De façon générale, cela s’est fait assez naturellement ; de l’avis de Marc Blanchard il a surtout fallu encourager les élèves à croiser, mélanger leurs influences. Comment faire cohabiter des univers hétéroclites était une question récurrente. C’est d’ailleurs ce processus même de création qui l’intéressait, davantage que le résultat fini. Il est d’ailleurs frappant de constater que, dans les îles, ce sont les éléments de séparation qui dominent souvent alors qu’on aurait pu imaginer l’inverse à la faveur de leur réflexion sur l’utopie.

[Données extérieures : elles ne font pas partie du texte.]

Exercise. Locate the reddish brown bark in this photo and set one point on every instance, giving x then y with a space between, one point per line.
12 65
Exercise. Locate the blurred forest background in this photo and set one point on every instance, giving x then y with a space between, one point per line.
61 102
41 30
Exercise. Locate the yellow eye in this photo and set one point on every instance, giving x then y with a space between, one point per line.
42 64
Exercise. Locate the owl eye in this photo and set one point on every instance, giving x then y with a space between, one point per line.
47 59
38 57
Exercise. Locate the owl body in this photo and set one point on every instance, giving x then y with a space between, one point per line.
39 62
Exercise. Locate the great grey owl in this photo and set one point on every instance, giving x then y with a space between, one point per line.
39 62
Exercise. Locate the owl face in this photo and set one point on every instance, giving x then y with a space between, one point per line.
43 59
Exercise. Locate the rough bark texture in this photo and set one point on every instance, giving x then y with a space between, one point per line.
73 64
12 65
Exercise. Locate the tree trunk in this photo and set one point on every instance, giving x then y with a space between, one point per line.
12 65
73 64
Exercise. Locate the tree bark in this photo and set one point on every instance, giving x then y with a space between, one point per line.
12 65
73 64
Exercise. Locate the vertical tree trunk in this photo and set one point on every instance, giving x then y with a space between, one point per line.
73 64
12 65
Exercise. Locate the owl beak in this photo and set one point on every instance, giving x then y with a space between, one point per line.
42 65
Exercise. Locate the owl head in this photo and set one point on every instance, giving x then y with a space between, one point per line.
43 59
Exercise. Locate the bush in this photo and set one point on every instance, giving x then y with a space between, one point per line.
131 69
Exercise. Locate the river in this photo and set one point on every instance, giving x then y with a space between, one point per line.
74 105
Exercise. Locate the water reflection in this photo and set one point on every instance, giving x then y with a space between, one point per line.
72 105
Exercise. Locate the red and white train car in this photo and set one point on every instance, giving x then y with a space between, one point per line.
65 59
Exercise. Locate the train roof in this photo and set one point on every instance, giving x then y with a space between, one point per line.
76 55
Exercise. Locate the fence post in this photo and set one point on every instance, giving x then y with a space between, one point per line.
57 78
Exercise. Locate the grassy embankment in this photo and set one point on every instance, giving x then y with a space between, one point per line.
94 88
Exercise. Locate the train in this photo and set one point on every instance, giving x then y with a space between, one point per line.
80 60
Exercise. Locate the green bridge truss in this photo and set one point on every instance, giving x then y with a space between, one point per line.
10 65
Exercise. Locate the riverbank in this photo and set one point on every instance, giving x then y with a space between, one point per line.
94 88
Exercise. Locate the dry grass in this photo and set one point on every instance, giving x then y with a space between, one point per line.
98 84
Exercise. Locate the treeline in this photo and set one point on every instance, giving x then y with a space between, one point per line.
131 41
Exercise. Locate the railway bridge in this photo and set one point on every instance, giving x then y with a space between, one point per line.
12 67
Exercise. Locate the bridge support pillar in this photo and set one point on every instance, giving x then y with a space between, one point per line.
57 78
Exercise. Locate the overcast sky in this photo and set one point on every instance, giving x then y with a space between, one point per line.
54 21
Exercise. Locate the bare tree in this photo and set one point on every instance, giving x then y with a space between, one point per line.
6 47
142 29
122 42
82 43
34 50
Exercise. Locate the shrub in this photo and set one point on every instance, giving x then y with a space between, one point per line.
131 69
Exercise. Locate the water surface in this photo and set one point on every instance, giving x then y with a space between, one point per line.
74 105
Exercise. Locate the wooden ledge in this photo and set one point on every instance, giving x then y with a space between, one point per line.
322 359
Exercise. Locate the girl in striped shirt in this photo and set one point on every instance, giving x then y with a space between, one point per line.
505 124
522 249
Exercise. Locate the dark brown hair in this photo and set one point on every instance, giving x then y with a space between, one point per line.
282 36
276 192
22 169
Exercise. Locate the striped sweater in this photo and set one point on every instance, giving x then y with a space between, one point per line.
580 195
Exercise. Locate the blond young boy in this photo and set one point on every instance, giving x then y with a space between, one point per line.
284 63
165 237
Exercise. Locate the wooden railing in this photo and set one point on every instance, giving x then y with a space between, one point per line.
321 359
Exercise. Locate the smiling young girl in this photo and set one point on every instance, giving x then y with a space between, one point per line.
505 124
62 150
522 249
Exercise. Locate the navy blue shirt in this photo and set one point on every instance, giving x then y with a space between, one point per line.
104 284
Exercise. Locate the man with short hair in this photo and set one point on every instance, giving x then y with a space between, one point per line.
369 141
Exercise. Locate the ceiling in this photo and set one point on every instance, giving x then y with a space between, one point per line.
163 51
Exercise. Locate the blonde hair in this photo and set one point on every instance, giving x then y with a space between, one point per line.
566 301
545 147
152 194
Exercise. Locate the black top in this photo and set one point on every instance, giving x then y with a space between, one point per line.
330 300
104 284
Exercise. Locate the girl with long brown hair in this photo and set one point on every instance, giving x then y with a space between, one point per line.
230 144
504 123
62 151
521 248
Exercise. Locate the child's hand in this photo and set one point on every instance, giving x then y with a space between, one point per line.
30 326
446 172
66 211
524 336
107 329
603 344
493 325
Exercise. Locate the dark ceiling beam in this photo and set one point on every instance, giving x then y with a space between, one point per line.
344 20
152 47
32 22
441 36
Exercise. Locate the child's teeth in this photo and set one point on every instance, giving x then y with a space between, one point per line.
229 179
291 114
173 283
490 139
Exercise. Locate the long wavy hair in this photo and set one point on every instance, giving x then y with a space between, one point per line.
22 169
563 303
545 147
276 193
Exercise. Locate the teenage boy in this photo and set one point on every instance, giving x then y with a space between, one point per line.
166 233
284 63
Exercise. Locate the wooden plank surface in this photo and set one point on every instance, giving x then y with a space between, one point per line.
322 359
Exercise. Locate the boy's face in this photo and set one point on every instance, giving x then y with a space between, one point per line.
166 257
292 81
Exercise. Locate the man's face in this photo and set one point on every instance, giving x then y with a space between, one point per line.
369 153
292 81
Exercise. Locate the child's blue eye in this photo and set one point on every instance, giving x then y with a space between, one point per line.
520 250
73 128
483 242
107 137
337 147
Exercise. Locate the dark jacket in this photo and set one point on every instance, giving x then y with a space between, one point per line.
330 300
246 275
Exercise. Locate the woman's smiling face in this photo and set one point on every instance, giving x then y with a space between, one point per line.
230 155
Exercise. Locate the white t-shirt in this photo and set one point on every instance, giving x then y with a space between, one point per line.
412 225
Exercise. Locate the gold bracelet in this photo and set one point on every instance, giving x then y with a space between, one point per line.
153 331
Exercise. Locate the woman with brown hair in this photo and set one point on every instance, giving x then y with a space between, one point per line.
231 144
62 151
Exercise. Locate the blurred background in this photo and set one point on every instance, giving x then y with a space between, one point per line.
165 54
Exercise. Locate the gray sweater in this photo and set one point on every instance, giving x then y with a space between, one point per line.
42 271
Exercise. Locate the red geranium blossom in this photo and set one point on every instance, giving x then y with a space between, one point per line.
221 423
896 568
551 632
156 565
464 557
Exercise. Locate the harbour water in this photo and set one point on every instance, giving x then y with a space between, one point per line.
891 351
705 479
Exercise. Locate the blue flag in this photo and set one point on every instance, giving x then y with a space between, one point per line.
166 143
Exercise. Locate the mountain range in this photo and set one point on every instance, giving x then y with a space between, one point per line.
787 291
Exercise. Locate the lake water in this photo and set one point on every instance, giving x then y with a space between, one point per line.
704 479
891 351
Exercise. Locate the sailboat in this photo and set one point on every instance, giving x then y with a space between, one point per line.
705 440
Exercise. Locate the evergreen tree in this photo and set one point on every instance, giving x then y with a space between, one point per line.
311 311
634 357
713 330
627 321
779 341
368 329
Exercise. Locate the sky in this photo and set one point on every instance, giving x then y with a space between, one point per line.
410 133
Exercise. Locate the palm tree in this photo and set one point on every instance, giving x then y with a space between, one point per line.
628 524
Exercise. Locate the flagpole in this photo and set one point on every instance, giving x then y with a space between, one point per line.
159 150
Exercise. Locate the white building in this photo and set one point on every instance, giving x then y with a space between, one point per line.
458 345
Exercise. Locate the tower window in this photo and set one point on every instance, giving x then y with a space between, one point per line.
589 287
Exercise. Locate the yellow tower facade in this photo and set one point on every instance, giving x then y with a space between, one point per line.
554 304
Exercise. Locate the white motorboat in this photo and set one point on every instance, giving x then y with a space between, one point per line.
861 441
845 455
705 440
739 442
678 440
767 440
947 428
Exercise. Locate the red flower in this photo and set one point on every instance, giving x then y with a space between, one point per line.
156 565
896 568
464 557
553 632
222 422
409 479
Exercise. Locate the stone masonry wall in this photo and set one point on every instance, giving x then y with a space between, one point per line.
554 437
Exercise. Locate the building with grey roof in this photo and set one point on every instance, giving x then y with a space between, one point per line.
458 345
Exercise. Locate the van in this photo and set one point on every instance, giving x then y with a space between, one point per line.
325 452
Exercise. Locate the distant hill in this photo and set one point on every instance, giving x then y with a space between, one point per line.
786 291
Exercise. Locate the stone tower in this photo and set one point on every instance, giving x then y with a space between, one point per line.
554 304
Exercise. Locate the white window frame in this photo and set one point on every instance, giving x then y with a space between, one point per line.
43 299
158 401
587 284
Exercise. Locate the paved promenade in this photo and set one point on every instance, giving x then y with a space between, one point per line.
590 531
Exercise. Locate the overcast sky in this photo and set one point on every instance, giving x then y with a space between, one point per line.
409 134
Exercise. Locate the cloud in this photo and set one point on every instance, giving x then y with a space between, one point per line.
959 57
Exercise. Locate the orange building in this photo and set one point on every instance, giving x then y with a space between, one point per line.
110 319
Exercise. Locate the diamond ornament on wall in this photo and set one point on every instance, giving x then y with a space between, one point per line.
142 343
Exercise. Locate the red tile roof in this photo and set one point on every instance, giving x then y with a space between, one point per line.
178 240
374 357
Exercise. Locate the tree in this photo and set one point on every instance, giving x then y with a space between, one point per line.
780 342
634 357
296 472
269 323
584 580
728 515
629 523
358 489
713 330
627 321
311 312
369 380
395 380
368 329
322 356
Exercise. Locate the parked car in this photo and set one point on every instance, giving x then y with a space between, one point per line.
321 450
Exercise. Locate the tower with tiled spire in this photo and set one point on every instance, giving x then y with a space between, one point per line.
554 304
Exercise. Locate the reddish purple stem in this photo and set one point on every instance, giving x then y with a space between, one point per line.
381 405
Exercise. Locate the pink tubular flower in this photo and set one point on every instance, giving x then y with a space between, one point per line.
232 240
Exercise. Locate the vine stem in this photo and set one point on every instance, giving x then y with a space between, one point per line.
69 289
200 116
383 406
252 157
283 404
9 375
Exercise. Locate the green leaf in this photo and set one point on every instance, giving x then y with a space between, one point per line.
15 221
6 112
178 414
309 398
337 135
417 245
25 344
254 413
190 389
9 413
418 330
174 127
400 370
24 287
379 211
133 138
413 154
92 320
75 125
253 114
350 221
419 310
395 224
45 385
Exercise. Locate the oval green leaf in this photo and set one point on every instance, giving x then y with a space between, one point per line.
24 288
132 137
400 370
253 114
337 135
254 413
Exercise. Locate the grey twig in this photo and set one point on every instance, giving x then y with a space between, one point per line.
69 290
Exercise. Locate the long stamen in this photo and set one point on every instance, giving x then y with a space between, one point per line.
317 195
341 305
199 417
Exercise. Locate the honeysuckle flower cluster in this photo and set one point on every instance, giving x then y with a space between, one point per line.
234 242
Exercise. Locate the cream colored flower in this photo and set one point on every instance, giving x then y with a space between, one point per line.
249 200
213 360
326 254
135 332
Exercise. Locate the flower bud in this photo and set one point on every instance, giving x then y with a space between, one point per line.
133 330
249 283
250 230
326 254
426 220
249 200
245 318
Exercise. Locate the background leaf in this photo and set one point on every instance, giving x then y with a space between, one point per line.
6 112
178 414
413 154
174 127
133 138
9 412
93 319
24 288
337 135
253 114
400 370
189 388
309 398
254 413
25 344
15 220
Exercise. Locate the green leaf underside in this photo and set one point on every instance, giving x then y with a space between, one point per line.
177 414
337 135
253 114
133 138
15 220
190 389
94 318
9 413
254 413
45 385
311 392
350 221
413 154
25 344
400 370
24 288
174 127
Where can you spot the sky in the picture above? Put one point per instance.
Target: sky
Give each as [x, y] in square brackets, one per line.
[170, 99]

Irvin Anneix a beaucoup poussé les collégiens et lycéens à s’exprimer dans des domaines dans lesquels ils se sentaient déjà à l’aise, ce qui ne l’a pas empêché de leur faire découvrir d’autres références artistiques. Il a rencontré davantage de diversité dans les passions et centres d’intérêt chez les lycéens que chez les collégiens où les univers sont moins variés. Céline Fouqueray ajoute que les élèves ont l’habitude de cloisonner entre ce qui relève de leur vie scolaire et ce qui appartient à leur vie privée. Or, à l’occasion du projet, ils se sont autorisés à aborder des sujets très personnels auxquels les enseignants ont accès extrêmement rarement. Naïma Touil abonde en ajoutant que le système éducatif ne laisse pas les élèves complètement libres dans l’expression de leur identité. En ce sens, ces propositions artistiques et culturelles s’avèrent très libératrices. Sachant par ailleurs que, parmi les vingt-cinq élèves de sa classe qui ont participé au projet d’Irvin Anneix, seuls trois ou quatre avaient une origine géographique commune. Cette diversité de langues maternelles est une véritable richesse qui est peu exploitée à l’école.
Plus généralement, ces projets ont été l’occasion pour les adolescents de se libérer de leur posture d’élève. Ils sont devenus plus réceptifs en cours, plus détendus. Le protocole de tournage dans le noir du film de Léandre Bernard-Brunel a sans aucun doute permis aux participants de se considérer mutuellement avec davantage de bienveillance. Maquiller son camarade et se demander comment éclairer son visage va dans le sens d’une attention plus empathique à l’autre. Le travail artistique du cinéaste s’inscrit précisément dans cette démarche. Le fonctionnement avec un groupe classe a provoqué une « dynamique étrange, entre intimité et effervescence ». L’ambiance était électrique, « une boule d’énergie circulait » et entrait en écho avec le désir de Léandre Bernard-Brunel que ce pays rêvé soit extrêmement multiple et toujours en mouvement.
Marc Blanchard évoque quant à lui le temps de restitution conçu sous la forme d’une exposition à l’occasion de laquelle les élèves ont présenté avec une grande fierté leur travail aux visiteurs.